The room was preternaturally silent. Then Shirley swung round to her twin.

“I know now, Maureen! It’s the bottle top. Last time we took one of the homogenized bottles from the fridge, the kind with the silver cap. But when we came back into the demonstration room after breakfast it was different. Don’t you remember? The cap was gold. It was Channel Island milk.”

Nurse Goodale said quietly from her chair: “Yes. I remember too. The only cap I saw was gold.”

Maureen looked across at Masterson in puzzled inquiry.

“So someone must have changed the cap?”

Before he had a chance to reply they heard Madeleine Goodale’s calm voice.

“Not necessarily the cap.
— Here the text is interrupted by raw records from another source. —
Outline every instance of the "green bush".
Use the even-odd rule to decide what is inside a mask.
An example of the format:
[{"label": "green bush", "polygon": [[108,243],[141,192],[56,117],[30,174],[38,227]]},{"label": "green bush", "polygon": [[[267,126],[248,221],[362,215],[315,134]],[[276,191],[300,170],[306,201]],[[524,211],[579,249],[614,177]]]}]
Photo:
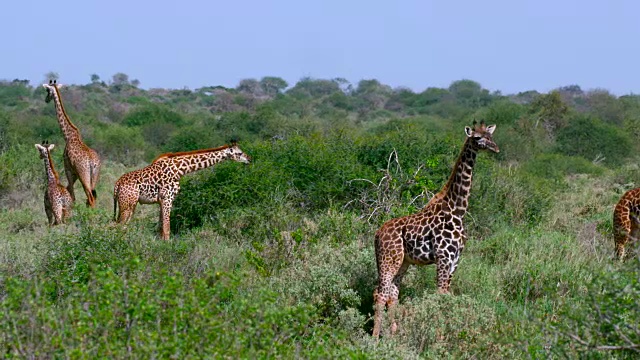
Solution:
[{"label": "green bush", "polygon": [[224,209],[268,206],[278,197],[304,211],[327,208],[356,197],[359,188],[349,180],[372,177],[355,159],[354,142],[337,135],[241,147],[250,166],[222,163],[183,181],[173,208],[178,226],[199,226]]},{"label": "green bush", "polygon": [[567,302],[562,321],[546,326],[551,352],[562,357],[635,359],[640,344],[640,263],[603,272],[588,283],[583,301]]},{"label": "green bush", "polygon": [[465,295],[442,296],[429,290],[399,307],[396,341],[412,344],[421,356],[442,359],[484,353],[483,358],[493,357],[496,344],[490,334],[497,318],[488,306]]},{"label": "green bush", "polygon": [[582,156],[589,161],[599,159],[613,166],[620,165],[633,150],[628,134],[584,115],[576,116],[558,130],[556,141],[561,154]]},{"label": "green bush", "polygon": [[553,182],[564,182],[568,175],[601,175],[604,169],[583,157],[560,154],[541,154],[523,165],[522,170],[531,176]]},{"label": "green bush", "polygon": [[154,123],[170,123],[180,126],[184,120],[182,115],[166,105],[145,103],[129,111],[122,123],[126,126],[143,126]]},{"label": "green bush", "polygon": [[127,166],[144,160],[148,145],[137,129],[112,124],[104,126],[95,136],[93,148],[103,157]]}]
Somebody changed the whole bottle.”

Masterson did not reply. So the old man had been right! The solution of disinfectant had been made up carefully and at leisure and the lethal bottle substituted for the one from
which Morag Smith had drunk. And what had happened to the original bottle? Almost certainly it had been left in the small kitchen on the Sisters’ floor. Wasn’t it Sister Gearing who had complained to Miss Collins that the milk was watery?

2

Dalgliesh’s business at the Yard was quickly completed and by eleven o’clock he was in North Kensington.
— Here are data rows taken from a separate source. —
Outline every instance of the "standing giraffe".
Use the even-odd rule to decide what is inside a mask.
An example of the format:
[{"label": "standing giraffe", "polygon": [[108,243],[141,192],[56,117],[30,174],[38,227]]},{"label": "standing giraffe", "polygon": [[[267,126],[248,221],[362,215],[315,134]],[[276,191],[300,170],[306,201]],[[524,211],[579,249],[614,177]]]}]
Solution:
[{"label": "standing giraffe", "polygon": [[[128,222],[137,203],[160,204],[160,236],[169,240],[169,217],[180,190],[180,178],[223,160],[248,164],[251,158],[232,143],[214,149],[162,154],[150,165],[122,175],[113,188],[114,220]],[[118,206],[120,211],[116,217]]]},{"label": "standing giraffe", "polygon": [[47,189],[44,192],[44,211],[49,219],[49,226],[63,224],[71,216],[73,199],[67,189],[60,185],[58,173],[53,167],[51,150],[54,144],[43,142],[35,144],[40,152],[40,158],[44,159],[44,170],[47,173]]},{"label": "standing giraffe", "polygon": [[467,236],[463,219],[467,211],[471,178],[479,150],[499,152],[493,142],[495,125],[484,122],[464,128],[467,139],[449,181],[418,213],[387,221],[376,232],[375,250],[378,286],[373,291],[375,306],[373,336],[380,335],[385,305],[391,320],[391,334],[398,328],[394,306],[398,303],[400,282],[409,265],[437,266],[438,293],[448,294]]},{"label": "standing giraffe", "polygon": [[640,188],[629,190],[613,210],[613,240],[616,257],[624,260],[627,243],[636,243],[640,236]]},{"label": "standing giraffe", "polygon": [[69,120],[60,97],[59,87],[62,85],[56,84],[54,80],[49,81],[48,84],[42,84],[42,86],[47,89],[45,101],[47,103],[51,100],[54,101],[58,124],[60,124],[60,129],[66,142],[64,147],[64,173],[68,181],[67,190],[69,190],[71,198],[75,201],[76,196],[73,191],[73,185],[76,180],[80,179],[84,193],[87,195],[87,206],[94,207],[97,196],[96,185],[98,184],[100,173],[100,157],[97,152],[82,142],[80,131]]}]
Number 49 Millington Square, W. 10, was a large dilapidated Italianate house fronted with crumbling stucco. There was nothing remarkable about it. It was typical of hundreds in this part of London. It was obviously divided into bed-sitting-rooms since every window showed a different set of curtains, or none, and it exuded that curious atmosphere of secretive and lonely over-occupation which hung over the whole district. Dalgliesh saw that there was no bank of bell pushes in the porch and no neat list of the tenants. The front door was open. He pushed through the glass-panelled door which led to the hall and was met at once by a smell of sour cooking, floor polish and unwashed clothes. The walls of the hall had been papered with a thick encrusted paper, now painted dark brown, and glistening as if it exuded grease and perspiration. The floor and staircase were laid with a patterned linoleum, patched with a brighter newer design where the tears would have been dangerous, but otherwise torn and
unmended. The paintwork was an institutional green. There was no sign of life but, even at this time of the day, he felt its presence behind the tightly closed and numbered doors as he made his way unchallenged to the upper floors.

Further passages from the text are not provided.